Step 310: a source URL and a target URL are obtained.
Step 320: word segmentation: segmenting the source URL according to the hierarchical structure of the URL and the special characters to obtain a source segmentation sequence; and segmenting the target URL according to the hierarchical structure of the URL and the special characters to obtain a target segmentation sequence.
Step 330: generalization: generalizing the character strings meeting preset rules in the source URL to obtain a first generalized variable set; generalizing the character strings meeting the preset rules in the target URL to obtain a second generalized variable set; and obtaining a third generalized variable set according to the union set of the first generalized variable set and the second generalized variable set.
Step 340: and (3) calculating an editing distance: and determining the editing distance between the target URL and the source URL by taking the participles in the target participle sequence and the participles in the source participle sequence as minimum measurement units.
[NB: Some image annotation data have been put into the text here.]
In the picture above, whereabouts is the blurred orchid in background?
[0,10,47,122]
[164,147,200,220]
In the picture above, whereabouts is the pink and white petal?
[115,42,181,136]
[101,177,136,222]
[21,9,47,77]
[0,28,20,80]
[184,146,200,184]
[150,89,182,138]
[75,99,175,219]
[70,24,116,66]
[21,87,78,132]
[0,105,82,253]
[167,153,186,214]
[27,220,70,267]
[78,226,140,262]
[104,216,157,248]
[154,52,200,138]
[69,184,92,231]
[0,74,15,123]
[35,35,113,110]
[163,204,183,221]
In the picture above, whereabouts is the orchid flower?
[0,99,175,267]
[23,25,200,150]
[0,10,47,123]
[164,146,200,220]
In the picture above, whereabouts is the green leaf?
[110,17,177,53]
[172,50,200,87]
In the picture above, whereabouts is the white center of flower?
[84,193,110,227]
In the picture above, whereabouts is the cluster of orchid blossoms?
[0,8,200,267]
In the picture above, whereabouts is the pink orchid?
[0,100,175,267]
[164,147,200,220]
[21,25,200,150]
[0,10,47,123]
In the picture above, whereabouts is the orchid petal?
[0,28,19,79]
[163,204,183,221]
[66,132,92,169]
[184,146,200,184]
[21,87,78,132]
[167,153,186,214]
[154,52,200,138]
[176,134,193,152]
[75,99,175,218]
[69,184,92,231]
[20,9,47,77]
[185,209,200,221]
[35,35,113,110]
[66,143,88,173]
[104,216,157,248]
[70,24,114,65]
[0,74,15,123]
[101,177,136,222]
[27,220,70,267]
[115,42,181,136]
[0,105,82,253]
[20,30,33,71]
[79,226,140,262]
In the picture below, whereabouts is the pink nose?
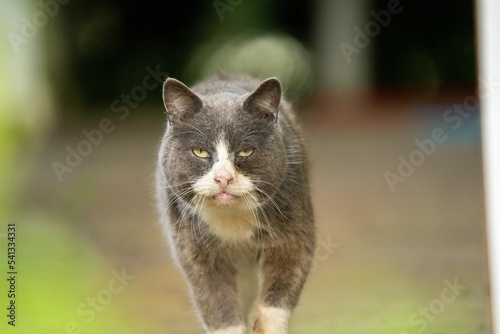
[215,174,233,188]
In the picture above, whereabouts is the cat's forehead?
[200,93,246,115]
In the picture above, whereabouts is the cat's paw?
[253,306,291,334]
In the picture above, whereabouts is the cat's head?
[160,78,287,210]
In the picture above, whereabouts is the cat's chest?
[201,208,259,242]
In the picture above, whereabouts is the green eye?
[193,148,210,158]
[238,148,253,157]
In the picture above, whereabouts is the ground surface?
[13,90,489,334]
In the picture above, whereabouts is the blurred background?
[0,0,488,334]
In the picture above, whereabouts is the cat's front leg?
[253,242,314,334]
[183,253,246,334]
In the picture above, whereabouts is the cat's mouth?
[213,190,236,205]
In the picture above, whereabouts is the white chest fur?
[201,208,258,241]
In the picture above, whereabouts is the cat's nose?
[214,174,233,189]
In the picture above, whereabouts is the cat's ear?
[163,78,203,124]
[243,78,281,122]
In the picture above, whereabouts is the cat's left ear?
[163,78,203,124]
[243,78,281,122]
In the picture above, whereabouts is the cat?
[157,74,315,334]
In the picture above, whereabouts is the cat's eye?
[193,148,210,158]
[238,148,253,157]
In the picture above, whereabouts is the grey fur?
[157,74,315,333]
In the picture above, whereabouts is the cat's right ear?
[163,78,203,124]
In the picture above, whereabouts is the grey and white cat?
[157,74,315,334]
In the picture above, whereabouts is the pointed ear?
[163,78,203,124]
[243,78,281,122]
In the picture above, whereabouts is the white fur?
[209,325,246,334]
[193,138,258,240]
[257,306,292,334]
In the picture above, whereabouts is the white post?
[476,0,500,334]
[315,0,372,91]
Step 350: normalization of the edit distance: and normalizing the editing distance of the source URL and the target URL to obtain the normalized editing distance.
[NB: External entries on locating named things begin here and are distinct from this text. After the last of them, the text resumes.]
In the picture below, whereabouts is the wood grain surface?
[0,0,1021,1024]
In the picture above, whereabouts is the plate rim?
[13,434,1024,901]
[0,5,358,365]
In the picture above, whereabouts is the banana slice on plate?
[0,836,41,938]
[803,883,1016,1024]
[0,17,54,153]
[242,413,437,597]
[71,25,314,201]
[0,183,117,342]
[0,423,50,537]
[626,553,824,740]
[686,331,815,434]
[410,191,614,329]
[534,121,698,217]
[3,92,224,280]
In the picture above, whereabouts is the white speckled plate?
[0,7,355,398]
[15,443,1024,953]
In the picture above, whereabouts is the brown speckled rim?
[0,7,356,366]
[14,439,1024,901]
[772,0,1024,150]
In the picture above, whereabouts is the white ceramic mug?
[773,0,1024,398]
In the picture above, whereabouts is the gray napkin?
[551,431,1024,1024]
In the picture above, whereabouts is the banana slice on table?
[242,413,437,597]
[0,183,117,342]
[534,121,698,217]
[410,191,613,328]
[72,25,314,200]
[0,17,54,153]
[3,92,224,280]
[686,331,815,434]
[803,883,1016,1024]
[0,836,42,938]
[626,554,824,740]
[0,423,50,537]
In a specific implementation, normalizing the edit distance between the source URL and the target URL to obtain a normalized edit distance, includes:
acquiring the word segmentation number of a target word segmentation sequence;
and taking the ratio of the editing distance of the source URL to the target URL to the number of the participles as the normalized editing distance.
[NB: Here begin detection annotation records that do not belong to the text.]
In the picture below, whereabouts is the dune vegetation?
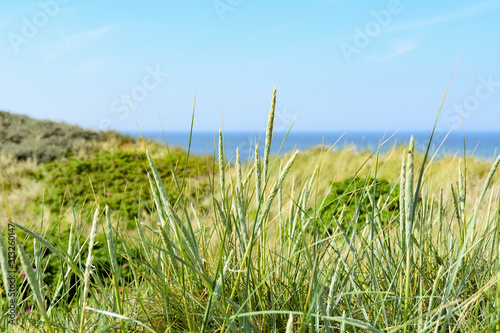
[0,91,500,333]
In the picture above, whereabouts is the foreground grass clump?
[0,89,500,332]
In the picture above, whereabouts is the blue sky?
[0,0,500,131]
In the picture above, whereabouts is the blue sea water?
[126,131,500,160]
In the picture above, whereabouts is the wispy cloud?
[380,42,418,61]
[0,16,16,29]
[384,0,500,32]
[73,59,108,74]
[41,25,120,68]
[363,41,420,63]
[64,25,119,48]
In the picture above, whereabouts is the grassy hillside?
[0,111,131,163]
[0,99,500,333]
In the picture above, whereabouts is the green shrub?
[37,150,213,227]
[319,177,399,230]
[0,111,134,163]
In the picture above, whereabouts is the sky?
[0,0,500,131]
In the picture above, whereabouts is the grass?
[0,87,500,332]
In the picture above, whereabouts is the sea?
[124,131,500,160]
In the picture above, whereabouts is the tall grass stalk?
[80,207,99,333]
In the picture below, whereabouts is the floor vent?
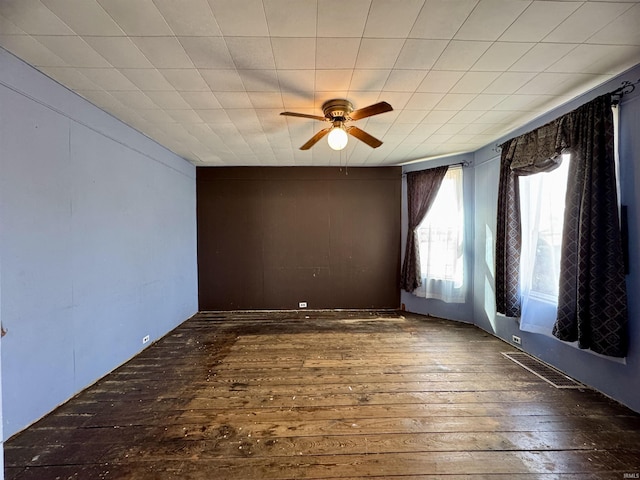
[502,352,586,388]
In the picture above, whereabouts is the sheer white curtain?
[414,166,465,303]
[519,155,570,336]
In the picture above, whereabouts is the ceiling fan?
[280,98,393,150]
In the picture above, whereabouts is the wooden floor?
[5,312,640,480]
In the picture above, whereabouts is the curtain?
[413,167,466,303]
[553,95,627,357]
[496,140,522,317]
[496,94,627,357]
[518,154,570,336]
[496,120,565,317]
[400,166,449,292]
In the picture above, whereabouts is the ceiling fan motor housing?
[322,98,353,122]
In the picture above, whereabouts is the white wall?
[0,49,197,438]
[474,66,640,412]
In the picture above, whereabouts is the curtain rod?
[610,79,640,105]
[402,162,471,177]
[491,79,640,153]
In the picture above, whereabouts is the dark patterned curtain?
[496,120,565,317]
[496,94,627,357]
[553,95,627,357]
[496,140,522,317]
[400,166,449,292]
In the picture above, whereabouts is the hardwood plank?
[5,311,640,480]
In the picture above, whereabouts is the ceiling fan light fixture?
[327,127,349,150]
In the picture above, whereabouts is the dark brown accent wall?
[196,167,402,310]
Step 360: if the normalized editing distance is larger than or equal to a preset threshold value, determining that the target URL is not similar to the source URL; and if the normalized editing distance is smaller than a preset threshold value, determining that the target URL is similar to the source URL.
In the embodiment of the application, if the edit distance between the target URL and the source URL is smaller than the preset threshold, which indicates that the target URL and the source URL are very similar, whether the target URL is a safe URL may be determined by determining the similarity between the target URL and the normal source URL.
An embodiment of an apparatus for performing the URL similarity detection method is described below, and please refer to the embodiment of the URL similarity detection method for details that are not carelessly missed in the URL similarity detection apparatus.
Fig. 4 is a flowchart of a URL similarity detection apparatus according to an embodiment of the present disclosure. As shown in fig. 3, the apparatus 400 includes at least the following.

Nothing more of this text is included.